Lebih jauh, Al-Qassam Kasuba mengajak seluruh pemangku kepentingan untuk menggelar festival musik tahunan sebagai ajang promosi dan edukasi hak cipta.
Festival ini dapat melibatkan label lokal, pelaku UMKM yang menjual produk kreatif ala Maluku Utara, hingga perwakilan pemerintah daerah. Ia menegaskan bahwa semangat gotong-royong harus ditanamkan sejak hulu, agar setiap langkah proteksi hak cipta menjadi pijakan kokoh untuk membangun ekonomi kreatif partisipatif.
“Ketika sebuah lagu tercipta, tidak cukup hanya mematenkannya, tetapi kita juga harus memastikan masyarakat—baik penikmat musik maupun calon investor—memahami nilai ekonomi di balik setiap nada dan lirik,” kata Al-Qassam Kasuba.
Di mata Al-Qassam Kasuba, masa depan industri musik dan ekonomi kreatif Maluku Utara sangat cerah jika sinergi antara kebijakan hak cipta dan pengembangan kreativitas lokal terus diperkuat.
Ia siap memfasilitasi dialog di DPR RI, merumuskan anggaran dukungan, serta menghubungkan musisi dan pelaku UMKM dengan program pembinaan industri kreatif nasional.

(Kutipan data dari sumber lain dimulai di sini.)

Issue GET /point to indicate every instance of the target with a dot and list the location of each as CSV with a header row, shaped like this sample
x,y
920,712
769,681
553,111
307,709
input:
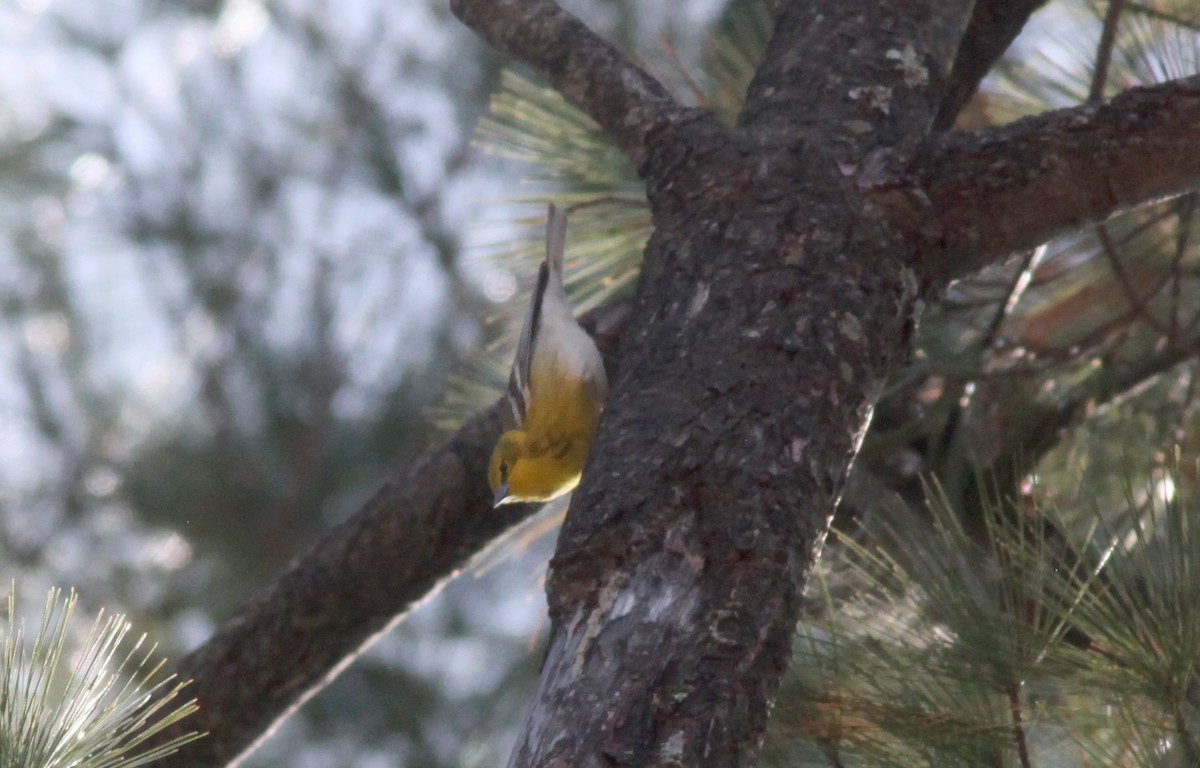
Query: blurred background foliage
x,y
255,256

“Saya optimis, jika modal utama kita adalah budaya dan kreativitas, jangan biarkan karya kita terenggut oleh ketidakpastian hukum. Mari bersama-sama membangun Maluku Utara sebagai kiblat musik dan ekonomi kreatif yang berdaya saing, partisipatif, dan berkelanjutan,” tutupnya.